Using positional records is quite different for record structs. Positional records on struct doesn’t make the record immutable as a record class. Because it’s a struct you have to set the readonly keyword to make the record struct immutable. The following code is equivalent to the previous declaration above:

public readonly record struct Product(string Name, int CategoryId);

With-expressions

Like a record class, a record struct allows the usage of with-expressions and works similarly to a record class:

using System;

public class Program { public static void Main() { var product = new Product { Name = "VideoGame", CategoryId = 1 };

var newProduct = product with { CategoryId = 2 }; } }

Equality comparison

Because a record struct is a struct, comparing (with Equals method) two structs that have the same values will always return true. A struct is a value type, unlike a class. A regular struct doesn’t implement == and != operators, so it’s impossible to compare two structs with these operators. However, the comparison with these operators is allowed on a record struct:

using System;

public class Program { public static void Main() { var product1 = new Product { Name = "VideoGame", CategoryId = 1 };

var product2 = new Product { Name = "VideoGame", CategoryId = 1 };

Console.WriteLine(product1.Equals(product2)); // Returns true

Console.WriteLine(product1 == product2); // Returns true.
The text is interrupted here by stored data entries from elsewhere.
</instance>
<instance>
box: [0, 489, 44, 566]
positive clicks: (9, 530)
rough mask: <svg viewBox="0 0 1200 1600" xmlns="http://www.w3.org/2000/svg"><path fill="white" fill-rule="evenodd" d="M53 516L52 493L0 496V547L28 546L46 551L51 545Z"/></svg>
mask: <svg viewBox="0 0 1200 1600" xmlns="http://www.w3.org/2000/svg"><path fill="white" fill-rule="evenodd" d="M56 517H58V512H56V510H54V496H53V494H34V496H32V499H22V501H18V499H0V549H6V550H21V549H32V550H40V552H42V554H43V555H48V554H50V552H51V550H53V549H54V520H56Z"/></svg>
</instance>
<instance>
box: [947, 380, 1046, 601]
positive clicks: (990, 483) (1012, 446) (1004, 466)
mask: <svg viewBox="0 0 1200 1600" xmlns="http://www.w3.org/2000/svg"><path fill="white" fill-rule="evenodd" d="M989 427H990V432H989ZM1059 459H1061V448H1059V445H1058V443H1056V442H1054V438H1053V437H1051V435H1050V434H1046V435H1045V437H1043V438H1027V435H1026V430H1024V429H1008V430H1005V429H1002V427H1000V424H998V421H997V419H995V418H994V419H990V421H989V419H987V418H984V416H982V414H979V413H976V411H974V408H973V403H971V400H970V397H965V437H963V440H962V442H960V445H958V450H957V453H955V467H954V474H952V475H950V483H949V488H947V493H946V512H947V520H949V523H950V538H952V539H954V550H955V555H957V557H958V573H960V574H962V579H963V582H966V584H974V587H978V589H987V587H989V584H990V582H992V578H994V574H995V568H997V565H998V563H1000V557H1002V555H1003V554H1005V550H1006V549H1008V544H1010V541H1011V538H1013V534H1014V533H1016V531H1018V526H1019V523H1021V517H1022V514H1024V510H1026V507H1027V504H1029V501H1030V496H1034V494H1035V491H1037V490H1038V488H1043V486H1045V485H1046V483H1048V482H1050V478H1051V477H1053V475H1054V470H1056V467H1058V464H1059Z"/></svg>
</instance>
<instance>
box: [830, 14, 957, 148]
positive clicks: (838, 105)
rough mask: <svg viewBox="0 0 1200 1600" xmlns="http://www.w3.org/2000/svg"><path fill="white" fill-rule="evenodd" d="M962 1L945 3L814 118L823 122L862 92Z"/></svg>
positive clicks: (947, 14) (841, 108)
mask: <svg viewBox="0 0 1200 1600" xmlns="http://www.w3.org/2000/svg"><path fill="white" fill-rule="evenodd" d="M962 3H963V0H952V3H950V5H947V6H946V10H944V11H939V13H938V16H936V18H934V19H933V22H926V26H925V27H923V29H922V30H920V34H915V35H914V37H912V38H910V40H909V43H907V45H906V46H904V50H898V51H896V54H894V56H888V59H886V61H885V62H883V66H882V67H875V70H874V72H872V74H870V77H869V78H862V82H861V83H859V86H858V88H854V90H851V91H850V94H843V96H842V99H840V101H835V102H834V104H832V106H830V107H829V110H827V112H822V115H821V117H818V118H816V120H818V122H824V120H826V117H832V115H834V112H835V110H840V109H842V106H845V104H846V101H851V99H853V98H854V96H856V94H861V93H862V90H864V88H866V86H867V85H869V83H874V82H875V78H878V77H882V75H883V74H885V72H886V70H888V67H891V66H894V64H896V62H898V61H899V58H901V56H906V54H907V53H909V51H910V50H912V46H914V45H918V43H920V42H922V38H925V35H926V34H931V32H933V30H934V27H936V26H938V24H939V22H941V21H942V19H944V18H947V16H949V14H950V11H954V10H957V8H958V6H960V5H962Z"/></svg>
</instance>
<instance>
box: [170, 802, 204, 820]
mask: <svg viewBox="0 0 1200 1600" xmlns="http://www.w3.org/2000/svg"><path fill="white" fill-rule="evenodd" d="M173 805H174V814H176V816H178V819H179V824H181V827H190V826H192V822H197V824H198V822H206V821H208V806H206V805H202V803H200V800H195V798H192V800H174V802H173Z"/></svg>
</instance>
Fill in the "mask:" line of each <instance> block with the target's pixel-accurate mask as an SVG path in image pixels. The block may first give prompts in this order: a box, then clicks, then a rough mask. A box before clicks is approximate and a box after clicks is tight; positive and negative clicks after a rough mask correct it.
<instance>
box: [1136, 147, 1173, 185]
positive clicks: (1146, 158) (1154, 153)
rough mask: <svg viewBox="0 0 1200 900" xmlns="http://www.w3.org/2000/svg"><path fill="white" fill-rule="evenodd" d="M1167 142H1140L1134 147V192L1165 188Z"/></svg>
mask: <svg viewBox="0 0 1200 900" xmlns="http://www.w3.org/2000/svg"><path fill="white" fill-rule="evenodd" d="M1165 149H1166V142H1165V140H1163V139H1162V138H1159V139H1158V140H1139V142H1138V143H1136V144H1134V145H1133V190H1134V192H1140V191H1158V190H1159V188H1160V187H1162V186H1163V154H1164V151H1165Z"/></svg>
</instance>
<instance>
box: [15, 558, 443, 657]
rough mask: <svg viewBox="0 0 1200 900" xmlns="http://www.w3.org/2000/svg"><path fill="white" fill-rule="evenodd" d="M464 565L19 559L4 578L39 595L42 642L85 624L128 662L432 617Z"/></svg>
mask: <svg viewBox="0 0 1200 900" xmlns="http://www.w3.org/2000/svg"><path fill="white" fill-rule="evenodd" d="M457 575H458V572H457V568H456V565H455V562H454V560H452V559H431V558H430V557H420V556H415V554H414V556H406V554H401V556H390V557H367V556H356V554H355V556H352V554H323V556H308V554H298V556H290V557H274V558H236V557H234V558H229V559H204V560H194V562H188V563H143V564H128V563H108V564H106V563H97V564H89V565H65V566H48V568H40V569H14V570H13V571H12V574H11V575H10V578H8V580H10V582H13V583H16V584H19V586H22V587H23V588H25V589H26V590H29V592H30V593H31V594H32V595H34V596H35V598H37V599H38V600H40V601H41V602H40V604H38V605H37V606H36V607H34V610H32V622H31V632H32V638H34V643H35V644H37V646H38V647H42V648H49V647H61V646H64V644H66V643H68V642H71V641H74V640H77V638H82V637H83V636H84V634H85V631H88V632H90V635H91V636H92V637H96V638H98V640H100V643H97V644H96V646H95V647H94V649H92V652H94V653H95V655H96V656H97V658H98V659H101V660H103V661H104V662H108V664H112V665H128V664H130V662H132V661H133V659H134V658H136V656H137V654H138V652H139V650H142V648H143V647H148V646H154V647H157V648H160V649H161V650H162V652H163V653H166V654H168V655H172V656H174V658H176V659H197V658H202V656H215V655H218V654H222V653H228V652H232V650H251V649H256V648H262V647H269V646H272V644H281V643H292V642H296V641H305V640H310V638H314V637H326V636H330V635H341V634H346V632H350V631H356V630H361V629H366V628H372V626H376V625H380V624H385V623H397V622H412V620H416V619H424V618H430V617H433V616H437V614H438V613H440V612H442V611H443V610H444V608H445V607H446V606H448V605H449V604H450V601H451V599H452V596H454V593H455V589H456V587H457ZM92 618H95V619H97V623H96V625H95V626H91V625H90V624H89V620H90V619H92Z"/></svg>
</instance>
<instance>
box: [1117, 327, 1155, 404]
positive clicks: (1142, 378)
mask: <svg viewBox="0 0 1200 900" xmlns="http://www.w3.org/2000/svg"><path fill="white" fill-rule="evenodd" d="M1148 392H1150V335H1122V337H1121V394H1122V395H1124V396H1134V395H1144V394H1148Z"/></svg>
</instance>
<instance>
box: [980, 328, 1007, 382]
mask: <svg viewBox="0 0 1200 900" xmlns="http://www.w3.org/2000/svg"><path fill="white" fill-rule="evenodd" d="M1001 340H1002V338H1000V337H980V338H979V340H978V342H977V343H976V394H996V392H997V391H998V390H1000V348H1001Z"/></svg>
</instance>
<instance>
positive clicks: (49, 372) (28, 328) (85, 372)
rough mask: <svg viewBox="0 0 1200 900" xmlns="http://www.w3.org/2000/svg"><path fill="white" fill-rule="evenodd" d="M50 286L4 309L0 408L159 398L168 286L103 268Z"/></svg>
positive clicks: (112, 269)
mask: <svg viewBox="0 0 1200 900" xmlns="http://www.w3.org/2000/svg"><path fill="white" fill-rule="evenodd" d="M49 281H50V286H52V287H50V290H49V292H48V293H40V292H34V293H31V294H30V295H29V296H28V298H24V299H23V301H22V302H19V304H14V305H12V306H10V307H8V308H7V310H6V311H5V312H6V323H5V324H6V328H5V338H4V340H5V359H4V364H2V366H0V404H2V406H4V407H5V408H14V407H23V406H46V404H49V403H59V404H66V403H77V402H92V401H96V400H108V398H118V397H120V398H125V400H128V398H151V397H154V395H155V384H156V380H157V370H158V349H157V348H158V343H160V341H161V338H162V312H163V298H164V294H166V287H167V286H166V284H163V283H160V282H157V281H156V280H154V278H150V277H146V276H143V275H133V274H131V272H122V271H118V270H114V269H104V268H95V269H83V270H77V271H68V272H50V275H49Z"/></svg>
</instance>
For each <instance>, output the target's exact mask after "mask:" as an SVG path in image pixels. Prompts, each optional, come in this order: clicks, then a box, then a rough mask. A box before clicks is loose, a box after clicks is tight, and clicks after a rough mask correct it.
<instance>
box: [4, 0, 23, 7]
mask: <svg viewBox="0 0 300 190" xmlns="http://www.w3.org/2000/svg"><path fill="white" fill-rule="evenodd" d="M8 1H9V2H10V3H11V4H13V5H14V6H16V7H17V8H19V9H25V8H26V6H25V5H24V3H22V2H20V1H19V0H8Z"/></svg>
Only allowed on record structs, not allowed on regular structs } }

Printing members

Record structs implement a new override of the ToString() method that allows printing a structured string of the struct record. With the same signature of Product struct, let’s compare the output:

public class Program { public static void Main() { var product1 = new Product { Name = "VideoGame", CategoryId = 1 };

Console.WriteLine(product); // Will output: Product { Name= VideoGame, CategoryId = 1 } } }

If Product is a regular struct:

Id Product is a record struct:

Performance

In terms of performance, structs offer performance benefits. In some benchmarks, using record structs is 20 times faster than a regular struct. A future post will show off detailed benchmarks.

Conclusion

This article aimed to introduce record struct with C# 10. Because it’s a big feature, probably the most in C# 10, I probably missed some aspects of record structs. At this time of writing C# 10 is still in preview, and this article may evolve once C# 10 is released.